How Far Is Mercury From The Sun?
QUICK ANSWER
Mercury orbits an average of 36 million miles (57.9 million km) from the Sun, making it the closest planet in our solar system. Because Mercury's orbit is highly elliptical, its actual distance ranges from about 29 million miles at its closest point to 43 million miles at its farthest.
Mercury is the Sun's closest neighbor, but the distance isn't fixed. Its orbit is the most elliptical of any planet, which means the gap shrinks and stretches by about 14 million miles every 88 Earth days.
What is Mercury's average distance from the Sun?
Mercury's average distance from the Sun is about 36 million miles, or 57.9 million kilometers. Astronomers also describe this distance as 0.39 astronomical units (AU), where 1 AU is the average distance between Earth and the Sun (about 93 million miles). So Mercury sits at roughly 39 percent of Earth's distance from the Sun. That proximity is why Mercury orbits so quickly: the Sun's gravitational pull is much stronger this close, and the planet completes a full orbit every 88 Earth days.
Why does the distance change so much?
Mercury has the most eccentric (elongated) orbit of any planet in our solar system. According to NASA, Mercury's distance from the Sun ranges from 29 million miles at perihelion (its closest approach) to 43 million miles at aphelion (its farthest). That's a swing of about 14 million miles over the course of each orbit. Most other planets have orbits that are much closer to circular; Mercury's pulled-oval path is the outlier.
How does that compare to other planets?
Mercury sits at 0.39 AU, while Venus is at 0.72 AU, Earth at 1.0 AU, and Mars at 1.52 AU. That means Venus is nearly twice Mercury's distance from the Sun, and Earth is about two and a half times as far.
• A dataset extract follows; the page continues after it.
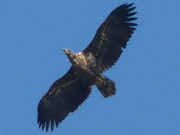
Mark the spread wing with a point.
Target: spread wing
(63, 97)
(111, 37)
The outer planets are dramatically farther out: Jupiter sits more than 13 times Mercury's distance, and Neptune is over 77 times farther. By solar system standards, Mercury is hugging the Sun.
How long does sunlight take to reach Mercury?
Sunlight takes about 3 minutes and 13 seconds to travel from the Sun to Mercury. That same light then takes about 5 more minutes to reach Earth, for a total of roughly 8 minutes 20 seconds from the Sun to us. The numbers shift slightly as Mercury moves through its eccentric orbit, but the rule of thumb holds: when you see the Sun, you're seeing light that left it about 8 minutes ago. Mercury sees that same light 5 minutes earlier.
Mercury's distance from the Sun is a moving target, swinging between 29 million miles at its closest and 43 million miles at its farthest. The 36-million-mile average gets used in most reference materials, but the real story of Mercury's orbit is in the stretch. That elongated path is one of the things that makes its environment so extreme.